In 2003 it purchased a Black Baptist church in order to widen a local road.
And while the article focuses on Christopher Newport, it points out several other colleges that have used similar incentives and strategies to bulldoze Black communities.
From the article:
In the 1960s, some of the nation’s most prominent colleges swept into Black neighborhoods. The University of Pennsylvania forced almost 600 families out of a predominantly African American neighborhood, known as Black Bottom, to make room for a science center, touching off protests and student sit-ins. The University of Georgia leveled Linnentown, a Black community of 50 families, for dorms and parking. The University of Oklahoma took an area of more than 650 Black families in Oklahoma City for a medical center. In Virginia, cities seized Black properties to expand public campuses in Norfolk and Charlottesville, as well as Newport News.
“Small colleges, large colleges, small cities, large cities — it was widespread just in the same way that urban renewal, more broadly, is widespread,” said LaDale Winling, an associate professor of history at Virginia Tech, and author of Building the Ivory Tower.

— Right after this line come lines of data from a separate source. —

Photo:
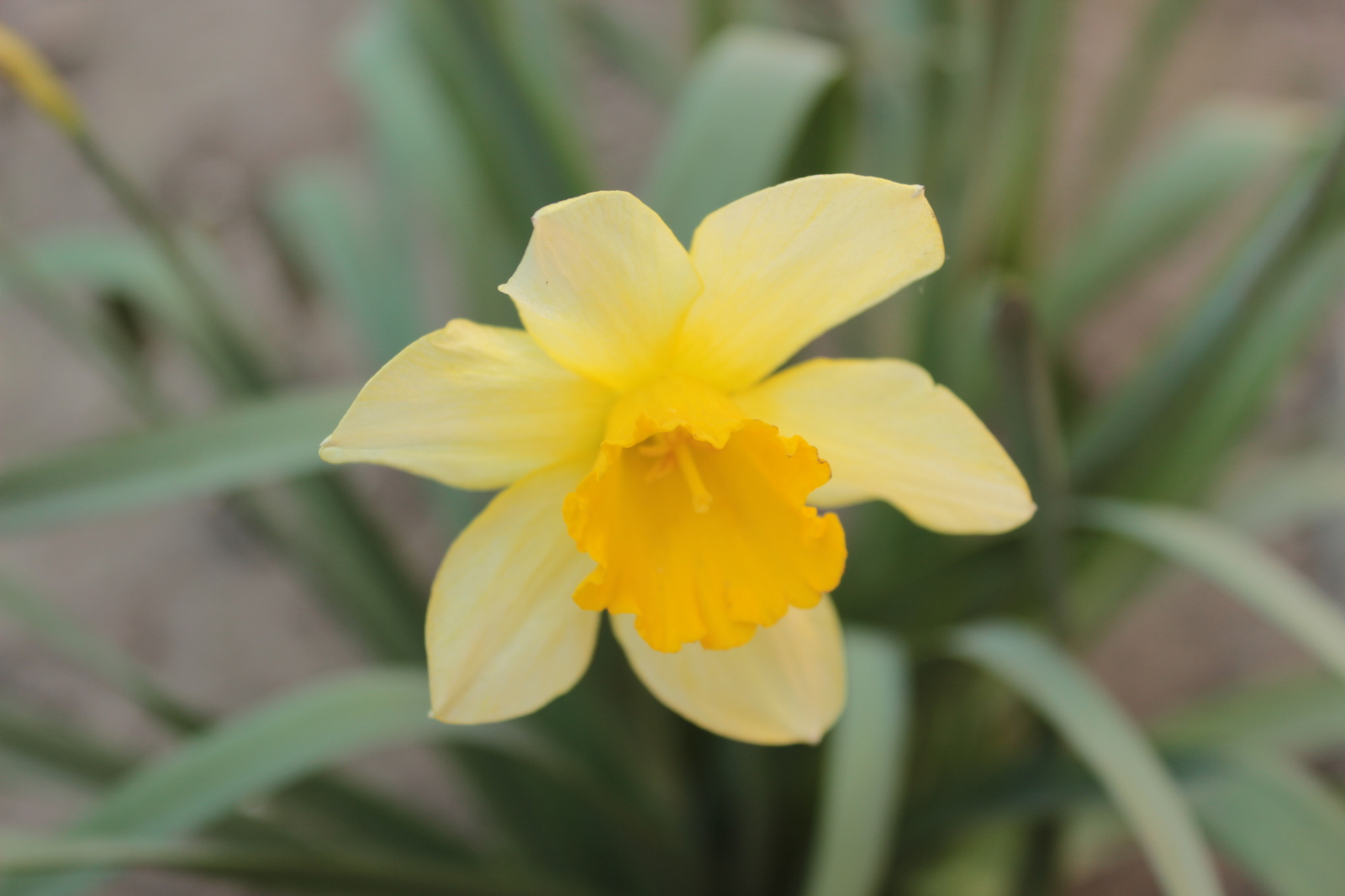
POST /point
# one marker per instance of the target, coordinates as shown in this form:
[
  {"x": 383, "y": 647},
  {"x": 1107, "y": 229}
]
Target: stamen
[{"x": 699, "y": 497}]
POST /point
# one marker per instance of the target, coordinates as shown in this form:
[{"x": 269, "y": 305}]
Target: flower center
[
  {"x": 697, "y": 519},
  {"x": 672, "y": 450}
]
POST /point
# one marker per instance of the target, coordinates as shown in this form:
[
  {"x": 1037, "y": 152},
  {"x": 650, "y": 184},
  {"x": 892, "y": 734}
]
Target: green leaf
[
  {"x": 345, "y": 872},
  {"x": 864, "y": 770},
  {"x": 1300, "y": 716},
  {"x": 1235, "y": 562},
  {"x": 645, "y": 62},
  {"x": 737, "y": 120},
  {"x": 531, "y": 35},
  {"x": 425, "y": 154},
  {"x": 1134, "y": 84},
  {"x": 1163, "y": 199},
  {"x": 240, "y": 445},
  {"x": 365, "y": 266},
  {"x": 474, "y": 54},
  {"x": 1113, "y": 430},
  {"x": 1109, "y": 743},
  {"x": 84, "y": 647},
  {"x": 134, "y": 268},
  {"x": 57, "y": 748},
  {"x": 1289, "y": 493},
  {"x": 1244, "y": 381},
  {"x": 894, "y": 44},
  {"x": 266, "y": 748},
  {"x": 1277, "y": 822}
]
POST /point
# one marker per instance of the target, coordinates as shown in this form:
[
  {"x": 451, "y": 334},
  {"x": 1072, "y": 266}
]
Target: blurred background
[{"x": 210, "y": 104}]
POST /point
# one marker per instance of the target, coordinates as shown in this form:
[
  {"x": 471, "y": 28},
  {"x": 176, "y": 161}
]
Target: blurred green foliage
[{"x": 975, "y": 754}]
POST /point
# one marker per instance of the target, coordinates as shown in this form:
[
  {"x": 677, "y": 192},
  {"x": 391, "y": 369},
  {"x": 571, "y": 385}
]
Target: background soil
[{"x": 206, "y": 100}]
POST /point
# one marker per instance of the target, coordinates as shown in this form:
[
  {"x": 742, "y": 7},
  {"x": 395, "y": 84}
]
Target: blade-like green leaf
[
  {"x": 427, "y": 156},
  {"x": 1197, "y": 168},
  {"x": 343, "y": 872},
  {"x": 475, "y": 62},
  {"x": 134, "y": 268},
  {"x": 284, "y": 741},
  {"x": 244, "y": 444},
  {"x": 737, "y": 120},
  {"x": 1289, "y": 493},
  {"x": 531, "y": 35},
  {"x": 894, "y": 42},
  {"x": 1244, "y": 381},
  {"x": 625, "y": 49},
  {"x": 57, "y": 748},
  {"x": 363, "y": 266},
  {"x": 1109, "y": 743},
  {"x": 1235, "y": 562},
  {"x": 71, "y": 640},
  {"x": 1298, "y": 716},
  {"x": 1113, "y": 430},
  {"x": 1277, "y": 822},
  {"x": 862, "y": 774},
  {"x": 1134, "y": 84}
]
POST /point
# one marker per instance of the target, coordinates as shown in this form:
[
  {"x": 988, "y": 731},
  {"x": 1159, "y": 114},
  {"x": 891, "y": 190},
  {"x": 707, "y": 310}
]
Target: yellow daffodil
[{"x": 654, "y": 468}]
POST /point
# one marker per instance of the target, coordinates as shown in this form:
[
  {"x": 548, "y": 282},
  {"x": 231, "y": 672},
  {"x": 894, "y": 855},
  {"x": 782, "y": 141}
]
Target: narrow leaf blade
[
  {"x": 1109, "y": 741},
  {"x": 862, "y": 770},
  {"x": 240, "y": 445},
  {"x": 1235, "y": 562},
  {"x": 736, "y": 121}
]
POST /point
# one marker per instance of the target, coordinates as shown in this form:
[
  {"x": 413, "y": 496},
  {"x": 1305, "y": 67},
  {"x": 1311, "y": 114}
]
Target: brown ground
[{"x": 203, "y": 100}]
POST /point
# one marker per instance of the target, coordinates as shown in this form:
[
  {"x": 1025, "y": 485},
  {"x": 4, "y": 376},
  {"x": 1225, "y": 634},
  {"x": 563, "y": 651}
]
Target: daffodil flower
[{"x": 656, "y": 470}]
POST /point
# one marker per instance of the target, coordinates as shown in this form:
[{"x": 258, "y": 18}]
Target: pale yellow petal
[
  {"x": 504, "y": 635},
  {"x": 604, "y": 287},
  {"x": 472, "y": 407},
  {"x": 889, "y": 432},
  {"x": 784, "y": 687},
  {"x": 786, "y": 264}
]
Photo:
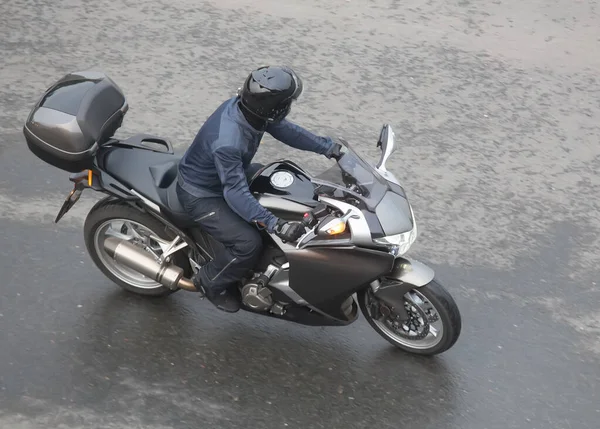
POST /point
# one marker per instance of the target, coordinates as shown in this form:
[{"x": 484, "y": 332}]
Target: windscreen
[{"x": 355, "y": 176}]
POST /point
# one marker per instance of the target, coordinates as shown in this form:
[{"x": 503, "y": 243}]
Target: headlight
[{"x": 400, "y": 243}]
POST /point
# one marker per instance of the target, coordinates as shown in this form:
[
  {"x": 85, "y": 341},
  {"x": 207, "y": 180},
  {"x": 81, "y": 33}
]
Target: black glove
[
  {"x": 336, "y": 152},
  {"x": 289, "y": 231}
]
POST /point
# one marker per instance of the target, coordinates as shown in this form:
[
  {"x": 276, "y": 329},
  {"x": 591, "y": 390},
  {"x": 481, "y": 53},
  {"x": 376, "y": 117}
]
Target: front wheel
[{"x": 433, "y": 323}]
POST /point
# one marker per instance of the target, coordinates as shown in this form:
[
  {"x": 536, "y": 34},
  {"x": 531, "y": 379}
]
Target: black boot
[{"x": 225, "y": 301}]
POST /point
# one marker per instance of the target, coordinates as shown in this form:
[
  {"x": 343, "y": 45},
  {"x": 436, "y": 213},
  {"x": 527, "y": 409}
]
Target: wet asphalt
[{"x": 496, "y": 110}]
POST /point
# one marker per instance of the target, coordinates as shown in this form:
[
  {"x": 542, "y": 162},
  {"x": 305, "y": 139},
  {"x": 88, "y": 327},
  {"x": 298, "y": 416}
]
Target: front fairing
[
  {"x": 352, "y": 180},
  {"x": 356, "y": 182}
]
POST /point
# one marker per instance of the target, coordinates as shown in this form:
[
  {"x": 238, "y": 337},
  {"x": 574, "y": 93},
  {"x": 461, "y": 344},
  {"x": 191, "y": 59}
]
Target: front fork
[{"x": 405, "y": 276}]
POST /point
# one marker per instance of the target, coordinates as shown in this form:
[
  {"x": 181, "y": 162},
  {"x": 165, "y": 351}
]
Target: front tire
[
  {"x": 118, "y": 219},
  {"x": 434, "y": 322}
]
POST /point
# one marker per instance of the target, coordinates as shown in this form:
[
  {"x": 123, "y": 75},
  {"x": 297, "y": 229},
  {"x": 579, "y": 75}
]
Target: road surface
[{"x": 495, "y": 106}]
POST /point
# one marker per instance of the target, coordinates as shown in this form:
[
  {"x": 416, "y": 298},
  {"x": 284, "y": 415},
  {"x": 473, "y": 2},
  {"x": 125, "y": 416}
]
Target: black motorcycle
[{"x": 358, "y": 221}]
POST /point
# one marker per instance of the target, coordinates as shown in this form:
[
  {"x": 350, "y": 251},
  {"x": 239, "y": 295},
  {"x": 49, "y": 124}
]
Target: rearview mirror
[{"x": 387, "y": 144}]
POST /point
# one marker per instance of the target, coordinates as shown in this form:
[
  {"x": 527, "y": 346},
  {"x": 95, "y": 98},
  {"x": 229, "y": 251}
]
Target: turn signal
[{"x": 336, "y": 227}]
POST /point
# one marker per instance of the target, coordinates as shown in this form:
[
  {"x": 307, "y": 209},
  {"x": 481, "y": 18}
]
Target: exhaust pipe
[{"x": 131, "y": 256}]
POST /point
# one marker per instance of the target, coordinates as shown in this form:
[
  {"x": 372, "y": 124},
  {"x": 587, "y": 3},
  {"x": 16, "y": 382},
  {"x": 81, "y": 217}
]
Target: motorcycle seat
[{"x": 151, "y": 174}]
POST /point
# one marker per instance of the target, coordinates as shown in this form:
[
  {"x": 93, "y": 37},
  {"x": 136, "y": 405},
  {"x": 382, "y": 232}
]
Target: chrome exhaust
[{"x": 133, "y": 257}]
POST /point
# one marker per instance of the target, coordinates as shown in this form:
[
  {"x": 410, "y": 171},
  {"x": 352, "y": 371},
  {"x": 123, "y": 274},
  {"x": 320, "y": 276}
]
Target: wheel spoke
[{"x": 423, "y": 329}]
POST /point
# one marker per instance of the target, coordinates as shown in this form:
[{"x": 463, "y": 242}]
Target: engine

The debate today over what colleges owe the Black neighborhoods they reside in is an acute one. It touches on the students the institutions serve, the faculty members they hire, the research they commission, and the working conditions they deploy. Grappling with, recognizing, and rectifying past harm, as Christopher Newport is now attempting to do, are some of the most complicated aspects of this debate. But, as this story shows, they matter.
What I’m reading
- “The question of who belongs in” public school “and who gets to benefit from it has been fraught since the Civil War. During the Reconstruction era of the late 1800s, communities of Black Americans formed schools that served adults alongside children, helping educate newly freed enslaved people and laying the foundation for the first statewide public-school systems in the South,” Mark Lieberman writes in an essay in Education Week. “But many of those school buildings burned amid racist political backlash against the increasing political agency of Black Americans.”
- “In some ways, Up Home is a book not of this moment,” writes Martha Southgate in a New York Times review of the former Brown University and Prairie View A&M president Ruth Simmons’s memoir. “The word ‘trauma’ never appears; the words ‘grateful’ and ‘gratitude’ appear often. Simmons acknowledges vicious structural inequities — how could she not? Yet she spends little to no time on exegesis of the larger forces responsible for the arduous circumstances of her early life.”
- “An abundance of resources does many things,” President Michael Sorrell of Paul Quinn College, in Texas, says in a thread on the social-media platform X, in response to the University of Colorado coach Deion Sanders’s latest victory. “One of those things is that it allows the luxury of specialization. The lack of said resources promotes the development of diverse talents and creativity. It’s one reason why #HBCU vets excel when they leave our community.”
- “She was a role model for countless neighbors and mentored hundreds of students and other young people beginning in the late 1950s,” the Philadelphia Inquirer reporter Gary Miles writes in a poignant obituary of Beatrice Bethel Johnson, the first Black librarian in the School District of Philadelphia and a longtime devotee of her alma mater, Hampton University.